Il projette alors de partir étudier à Montpellier pour se rapprocher des compétitions de course camarguaise. La vie en décide autrement et le laisse parfois nostalgique : « Pas de regret, mais… des mecs avec qui je m'entraînais sont encore en piste aujourd'hui et finissent leur carrière, comme ça, pour s'amuser. » La passion ne le quitte pourtant pas : dans les Landes, il s'aligne sur les concours, dont le nombre commence à augmenter, et s'impose une sérieuse préparation physique : « Je me calquais sur le rugby à 7, je faisais beaucoup de courses, notamment des sprints avec de la récup. » Aujourd'hui, c'est le crossfit qui lui permet d'avoir la condition nécessaire pour raseter devant les coursières landaises, qui peuvent faire mal même avec les cornes protégées : « La boule, c'est juste pour ne pas que ça rentre. Mais le coup est là, il fait mal, parfois c'est même pas la pointe, c'est le sabot. Quand elle te marche dessus, t'as 300 kilos qui s'appuient dessus. » De son passage en Camargue, il conserve l'attention portée à l'animal : « C'est primordial d'observer le comportement. Entre un taureau camarguais et un taureau espagnol, le rasé n'est pas le même. »

Un loisir dangereux dont sa compagne, rencontrée lors d'un toro-piscine, connaît les risques. « Elle savait avec qui elle signait, et elle ne m'a jamais freiné », affirme-t-il avant de nuancer ses propos : « J'ai jamais pris non plus de risques démesurés. J'aime ça, j'aime faire vriller le bétail, mais je suis quand même assez conscient. » L'an dernier, alors qu'elle assiste à un spectacle taurin et le croit à la maison, il la prévient au moment d'entrer en piste.

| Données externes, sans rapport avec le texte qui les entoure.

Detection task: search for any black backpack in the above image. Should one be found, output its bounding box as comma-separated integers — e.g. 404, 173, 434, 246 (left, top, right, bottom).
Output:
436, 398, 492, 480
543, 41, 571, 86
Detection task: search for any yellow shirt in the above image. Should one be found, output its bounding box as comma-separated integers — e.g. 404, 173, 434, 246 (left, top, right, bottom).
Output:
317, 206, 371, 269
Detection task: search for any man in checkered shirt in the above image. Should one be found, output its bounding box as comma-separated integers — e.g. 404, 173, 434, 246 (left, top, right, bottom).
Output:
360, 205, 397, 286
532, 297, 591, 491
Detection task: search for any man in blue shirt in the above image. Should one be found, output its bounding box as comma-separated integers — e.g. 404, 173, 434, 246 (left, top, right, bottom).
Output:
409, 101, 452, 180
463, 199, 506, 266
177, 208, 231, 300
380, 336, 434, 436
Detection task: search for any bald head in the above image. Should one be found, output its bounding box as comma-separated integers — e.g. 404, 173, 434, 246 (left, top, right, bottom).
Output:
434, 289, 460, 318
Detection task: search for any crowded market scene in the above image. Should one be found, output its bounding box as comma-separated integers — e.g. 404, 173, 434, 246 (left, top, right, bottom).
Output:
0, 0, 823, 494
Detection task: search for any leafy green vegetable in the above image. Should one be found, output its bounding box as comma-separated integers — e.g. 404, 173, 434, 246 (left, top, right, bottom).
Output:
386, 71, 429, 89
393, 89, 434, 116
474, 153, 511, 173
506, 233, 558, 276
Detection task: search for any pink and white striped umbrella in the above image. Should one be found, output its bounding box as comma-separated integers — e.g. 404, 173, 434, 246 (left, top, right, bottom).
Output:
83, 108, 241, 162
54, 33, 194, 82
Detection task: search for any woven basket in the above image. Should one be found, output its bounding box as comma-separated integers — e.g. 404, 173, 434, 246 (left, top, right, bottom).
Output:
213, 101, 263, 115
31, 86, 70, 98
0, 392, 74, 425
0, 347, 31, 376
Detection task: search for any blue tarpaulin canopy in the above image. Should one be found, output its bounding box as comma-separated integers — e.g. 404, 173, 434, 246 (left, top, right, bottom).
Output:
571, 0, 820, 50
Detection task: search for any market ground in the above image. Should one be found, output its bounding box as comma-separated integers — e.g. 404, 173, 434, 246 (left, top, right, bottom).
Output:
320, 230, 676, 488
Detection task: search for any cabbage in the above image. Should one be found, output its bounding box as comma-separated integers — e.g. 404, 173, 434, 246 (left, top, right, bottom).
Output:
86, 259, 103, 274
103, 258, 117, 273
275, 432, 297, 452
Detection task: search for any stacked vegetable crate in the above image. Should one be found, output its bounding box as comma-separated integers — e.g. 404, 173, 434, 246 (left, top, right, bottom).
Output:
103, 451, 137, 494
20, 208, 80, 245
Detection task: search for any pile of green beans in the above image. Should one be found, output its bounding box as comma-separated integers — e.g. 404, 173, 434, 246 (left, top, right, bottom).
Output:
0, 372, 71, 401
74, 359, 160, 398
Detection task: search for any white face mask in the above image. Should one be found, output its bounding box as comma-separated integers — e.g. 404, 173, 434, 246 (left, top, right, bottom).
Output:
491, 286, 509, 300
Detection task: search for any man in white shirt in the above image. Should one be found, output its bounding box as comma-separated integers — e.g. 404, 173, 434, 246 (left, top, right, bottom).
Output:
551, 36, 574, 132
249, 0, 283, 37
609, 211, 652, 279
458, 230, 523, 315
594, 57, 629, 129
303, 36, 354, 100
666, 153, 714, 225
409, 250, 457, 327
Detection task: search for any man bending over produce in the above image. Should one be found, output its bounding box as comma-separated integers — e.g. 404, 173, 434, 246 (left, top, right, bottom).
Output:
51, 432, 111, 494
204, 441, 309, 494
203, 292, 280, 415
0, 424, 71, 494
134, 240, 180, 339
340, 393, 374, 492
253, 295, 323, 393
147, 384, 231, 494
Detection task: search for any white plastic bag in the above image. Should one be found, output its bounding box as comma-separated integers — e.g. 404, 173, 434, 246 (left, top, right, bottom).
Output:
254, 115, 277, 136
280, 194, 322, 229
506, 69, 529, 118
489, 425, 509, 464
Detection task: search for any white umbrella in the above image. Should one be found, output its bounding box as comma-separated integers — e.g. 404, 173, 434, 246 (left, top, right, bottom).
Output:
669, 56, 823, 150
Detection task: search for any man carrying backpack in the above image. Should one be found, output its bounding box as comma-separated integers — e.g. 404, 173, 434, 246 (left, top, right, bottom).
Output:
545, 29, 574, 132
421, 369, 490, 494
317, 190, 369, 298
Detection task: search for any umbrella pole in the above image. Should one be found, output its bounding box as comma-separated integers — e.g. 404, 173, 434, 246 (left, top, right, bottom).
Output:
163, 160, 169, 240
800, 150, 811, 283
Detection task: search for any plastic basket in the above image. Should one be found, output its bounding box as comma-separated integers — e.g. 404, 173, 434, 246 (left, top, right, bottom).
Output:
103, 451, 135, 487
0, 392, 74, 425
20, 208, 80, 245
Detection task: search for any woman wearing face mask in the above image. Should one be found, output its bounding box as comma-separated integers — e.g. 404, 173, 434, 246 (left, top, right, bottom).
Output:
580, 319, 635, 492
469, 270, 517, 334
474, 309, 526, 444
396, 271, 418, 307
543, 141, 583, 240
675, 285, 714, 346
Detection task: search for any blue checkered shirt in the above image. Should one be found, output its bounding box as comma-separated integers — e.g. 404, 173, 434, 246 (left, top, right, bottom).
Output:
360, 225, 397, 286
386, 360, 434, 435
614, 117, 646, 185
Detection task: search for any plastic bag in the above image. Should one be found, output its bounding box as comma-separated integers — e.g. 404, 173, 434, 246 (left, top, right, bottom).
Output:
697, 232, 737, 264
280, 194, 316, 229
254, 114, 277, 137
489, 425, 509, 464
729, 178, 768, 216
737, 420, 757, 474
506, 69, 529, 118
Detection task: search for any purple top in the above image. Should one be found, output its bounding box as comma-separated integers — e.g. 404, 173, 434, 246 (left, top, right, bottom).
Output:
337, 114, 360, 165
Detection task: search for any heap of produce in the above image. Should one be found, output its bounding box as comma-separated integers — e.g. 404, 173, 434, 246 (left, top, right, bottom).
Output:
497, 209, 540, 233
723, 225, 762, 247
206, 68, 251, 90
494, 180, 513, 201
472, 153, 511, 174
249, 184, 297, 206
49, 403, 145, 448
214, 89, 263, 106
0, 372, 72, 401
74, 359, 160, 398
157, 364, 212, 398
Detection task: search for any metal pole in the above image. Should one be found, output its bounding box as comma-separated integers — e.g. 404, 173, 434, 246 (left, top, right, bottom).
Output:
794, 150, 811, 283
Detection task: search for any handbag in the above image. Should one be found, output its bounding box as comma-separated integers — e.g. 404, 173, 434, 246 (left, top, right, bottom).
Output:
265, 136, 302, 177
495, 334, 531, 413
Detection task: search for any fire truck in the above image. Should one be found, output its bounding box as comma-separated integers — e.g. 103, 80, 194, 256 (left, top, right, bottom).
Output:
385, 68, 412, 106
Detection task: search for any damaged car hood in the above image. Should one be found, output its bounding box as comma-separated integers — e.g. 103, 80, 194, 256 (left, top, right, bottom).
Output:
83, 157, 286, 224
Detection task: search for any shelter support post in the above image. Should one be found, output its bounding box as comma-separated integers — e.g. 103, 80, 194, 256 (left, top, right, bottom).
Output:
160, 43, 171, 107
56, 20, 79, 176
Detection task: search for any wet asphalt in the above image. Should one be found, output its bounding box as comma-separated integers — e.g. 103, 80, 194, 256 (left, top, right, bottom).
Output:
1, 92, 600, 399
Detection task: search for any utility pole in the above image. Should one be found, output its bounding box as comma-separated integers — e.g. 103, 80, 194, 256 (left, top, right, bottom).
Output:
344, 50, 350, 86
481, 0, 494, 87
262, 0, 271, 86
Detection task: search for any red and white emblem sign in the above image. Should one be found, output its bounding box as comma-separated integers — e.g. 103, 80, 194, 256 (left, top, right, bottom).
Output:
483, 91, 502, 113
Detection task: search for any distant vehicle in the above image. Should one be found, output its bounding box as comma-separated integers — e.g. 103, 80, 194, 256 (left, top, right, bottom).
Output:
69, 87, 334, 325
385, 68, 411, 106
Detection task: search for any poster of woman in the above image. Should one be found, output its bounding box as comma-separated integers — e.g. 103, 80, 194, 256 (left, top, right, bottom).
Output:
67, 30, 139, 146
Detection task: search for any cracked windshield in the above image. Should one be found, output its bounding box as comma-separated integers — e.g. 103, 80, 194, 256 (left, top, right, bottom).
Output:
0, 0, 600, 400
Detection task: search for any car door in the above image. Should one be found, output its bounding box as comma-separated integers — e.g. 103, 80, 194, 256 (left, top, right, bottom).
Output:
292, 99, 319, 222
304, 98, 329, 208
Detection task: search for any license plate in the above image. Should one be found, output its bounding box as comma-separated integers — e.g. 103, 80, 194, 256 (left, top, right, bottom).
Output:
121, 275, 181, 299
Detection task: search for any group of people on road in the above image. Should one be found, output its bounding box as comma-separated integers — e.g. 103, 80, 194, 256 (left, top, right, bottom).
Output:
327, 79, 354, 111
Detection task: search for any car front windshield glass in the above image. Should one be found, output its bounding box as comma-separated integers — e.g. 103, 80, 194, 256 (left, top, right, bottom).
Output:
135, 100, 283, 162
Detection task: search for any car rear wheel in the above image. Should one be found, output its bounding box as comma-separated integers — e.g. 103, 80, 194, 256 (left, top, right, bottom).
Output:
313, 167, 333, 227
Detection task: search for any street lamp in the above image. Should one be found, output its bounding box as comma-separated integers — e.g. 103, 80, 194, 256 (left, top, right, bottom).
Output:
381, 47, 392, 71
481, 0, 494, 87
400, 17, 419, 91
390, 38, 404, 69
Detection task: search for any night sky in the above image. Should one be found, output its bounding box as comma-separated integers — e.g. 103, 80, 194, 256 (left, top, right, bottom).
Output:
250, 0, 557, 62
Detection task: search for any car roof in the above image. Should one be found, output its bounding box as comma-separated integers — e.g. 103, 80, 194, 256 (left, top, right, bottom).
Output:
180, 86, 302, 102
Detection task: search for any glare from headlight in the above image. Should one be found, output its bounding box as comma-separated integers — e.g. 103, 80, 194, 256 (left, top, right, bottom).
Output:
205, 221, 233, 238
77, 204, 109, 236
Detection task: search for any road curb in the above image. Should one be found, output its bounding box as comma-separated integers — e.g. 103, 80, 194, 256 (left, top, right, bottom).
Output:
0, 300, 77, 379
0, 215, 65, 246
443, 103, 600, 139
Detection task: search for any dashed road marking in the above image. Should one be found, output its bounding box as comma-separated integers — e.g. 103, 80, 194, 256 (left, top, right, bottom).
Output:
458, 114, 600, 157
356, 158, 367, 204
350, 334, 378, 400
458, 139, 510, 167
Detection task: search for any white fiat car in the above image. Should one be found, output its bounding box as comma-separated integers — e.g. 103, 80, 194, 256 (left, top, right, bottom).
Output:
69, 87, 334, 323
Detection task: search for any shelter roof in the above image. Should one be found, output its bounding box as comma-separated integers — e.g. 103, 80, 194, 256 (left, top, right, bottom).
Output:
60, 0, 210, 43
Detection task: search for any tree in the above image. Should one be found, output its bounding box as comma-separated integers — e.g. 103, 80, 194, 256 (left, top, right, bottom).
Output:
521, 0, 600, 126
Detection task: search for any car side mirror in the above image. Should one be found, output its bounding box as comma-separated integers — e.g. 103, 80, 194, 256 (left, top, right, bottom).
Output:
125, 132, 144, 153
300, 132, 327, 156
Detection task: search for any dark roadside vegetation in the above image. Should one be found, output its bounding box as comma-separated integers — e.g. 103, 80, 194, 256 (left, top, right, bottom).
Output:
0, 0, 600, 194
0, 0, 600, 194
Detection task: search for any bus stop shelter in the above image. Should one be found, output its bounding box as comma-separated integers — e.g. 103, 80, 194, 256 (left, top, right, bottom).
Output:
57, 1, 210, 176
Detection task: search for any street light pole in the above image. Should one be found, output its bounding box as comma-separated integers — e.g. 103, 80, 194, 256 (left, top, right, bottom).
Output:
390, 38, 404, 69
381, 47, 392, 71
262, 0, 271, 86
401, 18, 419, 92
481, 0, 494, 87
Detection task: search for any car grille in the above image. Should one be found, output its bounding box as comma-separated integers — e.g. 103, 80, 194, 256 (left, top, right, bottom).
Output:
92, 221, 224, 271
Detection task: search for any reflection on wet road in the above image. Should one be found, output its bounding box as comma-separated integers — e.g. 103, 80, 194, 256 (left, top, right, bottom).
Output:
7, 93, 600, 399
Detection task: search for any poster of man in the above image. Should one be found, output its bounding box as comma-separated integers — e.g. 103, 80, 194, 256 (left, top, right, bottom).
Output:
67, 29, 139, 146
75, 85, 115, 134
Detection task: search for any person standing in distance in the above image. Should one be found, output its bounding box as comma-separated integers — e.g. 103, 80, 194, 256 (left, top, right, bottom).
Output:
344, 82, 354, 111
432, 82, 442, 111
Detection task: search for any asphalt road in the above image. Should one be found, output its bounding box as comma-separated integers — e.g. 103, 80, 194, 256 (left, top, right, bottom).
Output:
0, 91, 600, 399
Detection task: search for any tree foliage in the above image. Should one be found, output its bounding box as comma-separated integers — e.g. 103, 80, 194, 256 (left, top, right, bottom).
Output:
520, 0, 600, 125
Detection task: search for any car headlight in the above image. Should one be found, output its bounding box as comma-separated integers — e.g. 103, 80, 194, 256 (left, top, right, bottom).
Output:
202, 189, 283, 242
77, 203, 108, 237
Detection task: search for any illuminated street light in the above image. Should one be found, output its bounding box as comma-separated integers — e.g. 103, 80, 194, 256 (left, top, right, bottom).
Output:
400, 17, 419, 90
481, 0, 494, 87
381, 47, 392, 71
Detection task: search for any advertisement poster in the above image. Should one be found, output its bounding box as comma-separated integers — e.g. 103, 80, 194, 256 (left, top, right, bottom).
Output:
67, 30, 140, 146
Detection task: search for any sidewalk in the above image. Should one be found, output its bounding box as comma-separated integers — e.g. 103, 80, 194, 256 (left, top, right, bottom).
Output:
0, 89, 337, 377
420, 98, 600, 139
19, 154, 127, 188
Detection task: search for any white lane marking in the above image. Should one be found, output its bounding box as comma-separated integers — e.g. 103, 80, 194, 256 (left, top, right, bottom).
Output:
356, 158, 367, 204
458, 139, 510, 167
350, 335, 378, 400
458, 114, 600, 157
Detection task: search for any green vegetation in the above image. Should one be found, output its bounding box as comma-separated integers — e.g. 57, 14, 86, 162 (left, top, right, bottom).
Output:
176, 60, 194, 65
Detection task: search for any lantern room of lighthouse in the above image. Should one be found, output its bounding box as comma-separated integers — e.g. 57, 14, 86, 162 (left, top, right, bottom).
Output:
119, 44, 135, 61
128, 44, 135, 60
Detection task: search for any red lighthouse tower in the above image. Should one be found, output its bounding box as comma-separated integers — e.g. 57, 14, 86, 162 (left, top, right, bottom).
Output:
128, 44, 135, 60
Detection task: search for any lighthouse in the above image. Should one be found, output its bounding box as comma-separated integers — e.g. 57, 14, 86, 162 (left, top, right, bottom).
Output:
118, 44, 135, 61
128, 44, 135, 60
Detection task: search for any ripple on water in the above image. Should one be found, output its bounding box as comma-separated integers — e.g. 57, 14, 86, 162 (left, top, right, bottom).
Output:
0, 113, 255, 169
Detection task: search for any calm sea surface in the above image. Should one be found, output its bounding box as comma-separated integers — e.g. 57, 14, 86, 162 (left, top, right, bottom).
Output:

L'adrénaline monte en flèche.

Depuis, Julien s'est mis un peu en retrait. Mais les week-ends, il s'occupe des trois taureaux camarguais qu'il élève « pour le plaisir, juste pour moi », dans sa ganaderia [lieu où sont élevés les taureaux de corridas, ndlr] d'un petit village des Landes. Il y construit même des arènes : « Le jour où elles seront terminées, on va se faire un malin plaisir de lâcher les bêtes dedans. Je peux te dire le plaisir qu'on va se faire. »

À Rion-des-Landes, la finale peut débuter. Les six raseteurs qualifiés pour la dernière manche observent la vache. Dénouement rapide : le jeune Arnaud, vêtu d'un pantalon tout neuf – la vache précédente a déchiré le sien en le soulevant au-dessus de la barrière – décroche le précieux bout de tissu, dans les arènes de son village, et ne contient pas sa joie. Les 24 participants se saluent sous les applaudissements du public. Dans la discrétion, les raseteurs reçoivent leurs primes, et s'en vont boire un coup. Le week-end prochain, ils s'aligneront de nouveau sur l'une des 23 courses de cocardes annoncées au calendrier estival.